Am 21. Juni 1869 wurde die Gewerbeordnung für das Deutsche Reich eingeführt, in der § 39 die Einrichtung von Kehrbezirken für Schornsteinfeger gestattete. Die Einrichtung von Kehrbezirken war also eine „Kann-Bestimmung“; von ihr wurde sehr unterschiedlich Gebrauch gemacht. So gab es keine einheitlichen Maßstäbe für die Größe der Kehrbezirke. Die war aber manchmal nicht ausreichend, um davon hauptberuflich leben zu können. Manche kleine Gemeinden hatten den Ehrgeiz, einen lokalen „eigenen“ Schornsteinfeger zu haben. Am 15. Juni 1880 wurde im Deutschen Reichsanzeiger der Erlass des Preußischen Ministers für Handel und Gewerbe zur Regelung des Schornsteinfegerwesens vom 14. Mai 1880 veröffentlicht. Mit diesem Erlass sprach sich der Minister grundsätzlich für das System der Kehrbezirke für Schornsteinfeger aus.

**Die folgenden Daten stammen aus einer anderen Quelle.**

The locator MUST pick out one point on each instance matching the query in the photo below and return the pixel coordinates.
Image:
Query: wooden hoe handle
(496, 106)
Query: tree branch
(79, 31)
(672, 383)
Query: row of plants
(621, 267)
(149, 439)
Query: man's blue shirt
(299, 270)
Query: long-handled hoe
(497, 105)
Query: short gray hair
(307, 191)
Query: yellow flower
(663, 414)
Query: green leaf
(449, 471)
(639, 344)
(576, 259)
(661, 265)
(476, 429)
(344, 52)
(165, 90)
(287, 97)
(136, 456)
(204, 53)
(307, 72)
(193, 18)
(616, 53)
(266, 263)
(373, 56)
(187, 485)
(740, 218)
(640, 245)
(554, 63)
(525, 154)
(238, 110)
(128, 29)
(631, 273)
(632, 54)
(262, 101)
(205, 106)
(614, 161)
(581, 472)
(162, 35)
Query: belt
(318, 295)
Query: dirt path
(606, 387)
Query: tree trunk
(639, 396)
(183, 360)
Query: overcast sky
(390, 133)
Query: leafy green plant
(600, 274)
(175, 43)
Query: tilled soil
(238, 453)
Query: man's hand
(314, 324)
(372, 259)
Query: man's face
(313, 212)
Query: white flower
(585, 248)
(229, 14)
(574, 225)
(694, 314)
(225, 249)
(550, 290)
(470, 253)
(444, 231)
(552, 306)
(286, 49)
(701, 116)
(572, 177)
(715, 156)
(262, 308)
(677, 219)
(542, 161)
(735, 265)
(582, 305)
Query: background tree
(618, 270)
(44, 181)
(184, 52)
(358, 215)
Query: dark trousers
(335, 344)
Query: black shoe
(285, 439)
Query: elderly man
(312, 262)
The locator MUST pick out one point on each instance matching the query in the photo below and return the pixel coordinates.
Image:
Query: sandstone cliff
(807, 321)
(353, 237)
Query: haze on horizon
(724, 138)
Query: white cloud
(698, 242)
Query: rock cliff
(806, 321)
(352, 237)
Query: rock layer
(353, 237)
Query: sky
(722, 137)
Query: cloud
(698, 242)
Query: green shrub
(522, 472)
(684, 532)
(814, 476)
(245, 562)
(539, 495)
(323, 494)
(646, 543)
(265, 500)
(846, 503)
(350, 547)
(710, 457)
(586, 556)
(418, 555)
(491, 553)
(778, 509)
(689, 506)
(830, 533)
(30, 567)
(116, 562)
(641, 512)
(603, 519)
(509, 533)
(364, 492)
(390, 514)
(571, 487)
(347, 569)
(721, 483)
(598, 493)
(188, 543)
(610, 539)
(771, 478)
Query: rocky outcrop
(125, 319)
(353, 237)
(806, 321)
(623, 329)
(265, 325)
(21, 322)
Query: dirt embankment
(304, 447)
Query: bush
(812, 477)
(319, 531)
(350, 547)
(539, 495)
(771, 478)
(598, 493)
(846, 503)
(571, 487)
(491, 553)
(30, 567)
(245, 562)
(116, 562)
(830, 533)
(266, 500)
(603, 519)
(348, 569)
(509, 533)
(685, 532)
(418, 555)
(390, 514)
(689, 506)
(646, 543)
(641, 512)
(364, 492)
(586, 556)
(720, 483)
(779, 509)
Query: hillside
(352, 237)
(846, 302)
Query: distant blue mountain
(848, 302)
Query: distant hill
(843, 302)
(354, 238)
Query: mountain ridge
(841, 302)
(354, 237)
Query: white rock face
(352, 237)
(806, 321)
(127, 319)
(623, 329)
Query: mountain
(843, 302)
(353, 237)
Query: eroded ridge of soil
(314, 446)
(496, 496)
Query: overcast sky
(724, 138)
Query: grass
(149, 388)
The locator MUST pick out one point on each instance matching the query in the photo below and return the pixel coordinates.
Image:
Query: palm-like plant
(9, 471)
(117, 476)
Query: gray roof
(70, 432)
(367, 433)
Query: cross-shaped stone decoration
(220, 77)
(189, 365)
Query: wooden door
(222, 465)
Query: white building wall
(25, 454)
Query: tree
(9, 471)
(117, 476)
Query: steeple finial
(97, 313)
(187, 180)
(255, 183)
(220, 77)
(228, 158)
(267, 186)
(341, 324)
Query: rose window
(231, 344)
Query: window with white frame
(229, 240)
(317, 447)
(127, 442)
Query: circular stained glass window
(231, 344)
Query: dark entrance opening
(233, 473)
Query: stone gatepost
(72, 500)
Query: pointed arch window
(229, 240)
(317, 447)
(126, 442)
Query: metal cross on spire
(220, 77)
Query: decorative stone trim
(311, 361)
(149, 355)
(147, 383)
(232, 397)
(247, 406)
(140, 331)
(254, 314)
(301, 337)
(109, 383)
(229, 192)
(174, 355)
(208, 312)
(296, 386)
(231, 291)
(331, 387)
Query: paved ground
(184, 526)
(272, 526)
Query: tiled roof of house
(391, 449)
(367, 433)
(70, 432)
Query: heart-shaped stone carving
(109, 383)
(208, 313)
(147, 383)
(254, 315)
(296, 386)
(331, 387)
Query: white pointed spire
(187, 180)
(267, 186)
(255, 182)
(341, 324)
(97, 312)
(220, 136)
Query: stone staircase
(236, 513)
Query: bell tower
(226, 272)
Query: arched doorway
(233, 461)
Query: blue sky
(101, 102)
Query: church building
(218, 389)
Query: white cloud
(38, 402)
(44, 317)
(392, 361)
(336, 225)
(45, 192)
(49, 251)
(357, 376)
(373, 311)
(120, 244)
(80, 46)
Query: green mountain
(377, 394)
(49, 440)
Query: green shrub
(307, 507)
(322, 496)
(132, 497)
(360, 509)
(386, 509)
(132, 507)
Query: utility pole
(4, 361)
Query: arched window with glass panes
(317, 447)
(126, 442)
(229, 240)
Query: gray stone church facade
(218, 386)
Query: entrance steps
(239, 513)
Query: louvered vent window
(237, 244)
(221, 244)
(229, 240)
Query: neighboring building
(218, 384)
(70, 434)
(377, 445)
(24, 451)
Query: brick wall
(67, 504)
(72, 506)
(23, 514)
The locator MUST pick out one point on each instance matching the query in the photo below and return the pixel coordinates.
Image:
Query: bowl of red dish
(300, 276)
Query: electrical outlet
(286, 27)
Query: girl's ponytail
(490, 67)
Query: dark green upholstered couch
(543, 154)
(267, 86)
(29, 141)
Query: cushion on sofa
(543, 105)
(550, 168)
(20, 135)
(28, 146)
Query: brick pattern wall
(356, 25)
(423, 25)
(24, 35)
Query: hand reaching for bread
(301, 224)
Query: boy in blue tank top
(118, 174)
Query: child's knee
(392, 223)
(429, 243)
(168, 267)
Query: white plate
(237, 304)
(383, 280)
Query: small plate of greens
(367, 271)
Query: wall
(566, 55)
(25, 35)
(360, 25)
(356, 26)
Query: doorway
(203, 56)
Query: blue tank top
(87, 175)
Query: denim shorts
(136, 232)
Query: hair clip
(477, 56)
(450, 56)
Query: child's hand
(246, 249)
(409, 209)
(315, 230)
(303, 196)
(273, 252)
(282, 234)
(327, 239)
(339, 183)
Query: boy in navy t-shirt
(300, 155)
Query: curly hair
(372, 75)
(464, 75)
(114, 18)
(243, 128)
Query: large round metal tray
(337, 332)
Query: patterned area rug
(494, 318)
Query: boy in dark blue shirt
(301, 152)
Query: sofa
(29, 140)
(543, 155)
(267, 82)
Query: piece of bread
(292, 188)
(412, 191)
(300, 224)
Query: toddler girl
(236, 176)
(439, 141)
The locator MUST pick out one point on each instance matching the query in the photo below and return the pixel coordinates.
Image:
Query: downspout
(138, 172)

Der Ministerialerlass vom 5. Februar 1907 in Preußen war bis 1935 die Rechtsgrundlage für die Kehrbezirksbildung. Die wesentlichsten Punkte waren: „Für die Bildung von Kehrbezirken ist das feuerpolizeiliche Interesse allein entscheidend. – Ein ausreichendes Einkommen ist erforderlich. – Die Überwachungsmöglichkeit des Bezirks bildet die Grenze. – Eine Nachprüfung anhand eines Kehrbuches soll alle 5 Jahre stattfinden. – Eine Bewerberliste ist aufzustellen. – Ausschluss von Nebengewerbe ohne ausdrückliche Genehmigung. – Erhebung des Kehrlohnes nur vom Hausbesitzer. – Die Regierungspräsidenten können als Berufspflichten die Brandhilfe, die Brandschau und die Bauabnahme aufnehmen.“ Von der Befugnis Kehrbezirke einrichten zu können, machten zu dieser Zeit sämtliche Länder in der Weimarer Republik Gebrauch, überall waren Kehrbezirke eingerichtet.

Am 13. April 1935 änderte der Reichstag – er hatte am 24. März 1933 mit dem Ermächtigungsgesetz seine Gesetzgebungskompetenzen an die Reichsregierung abgetreten, war seitdem „gleichgeschaltet“ und hatte keine demokratische Funktion mehr – den bis dahin geltenden § 39 der Gewerbeordnung und schrieb die Einrichtung von Kehrbezirken vor („Gesetz zur Änderung der Gewerbeordnung“).

Auf Grundlage dieses Gesetzes erließen Reichswirtschaftsministerium und Reichsinnenministerium die „Verordnung über das Schornsteinfegerwesen“ vom 15. April 1935[2] und 28. Juli 1937.

Letztere legte fest:

„Die Erhaltung der Feuersicherheit liegt im öffentlichen Interesse. Alle Gebäude mit Schornsteinen und Feuerungsanlagen unterliegen deshalb dem Kehrzwang. Die Kehrgebühr ist eine öffentliche Last des Grundstücks. Kehrarbeiten dürfen nur von Bezirksschornsteinfegermeistern, die für bestimmte Kehrbezirke angestellt sind, oder deren Gesellen und Lehrlingen ausgeführt werden. Der Bezirksschornsteinfegermeister gehört als Gewerbetreibender dem Handwerk an. Er ist der Aufsicht und der Ordnungsstrafgewalt einer Behörde unterstellt, hat aber nicht Beamtenhoheit.“

Damit bekamen die Bezirksschornsteinfeger das sogenannte Kehrmonopol.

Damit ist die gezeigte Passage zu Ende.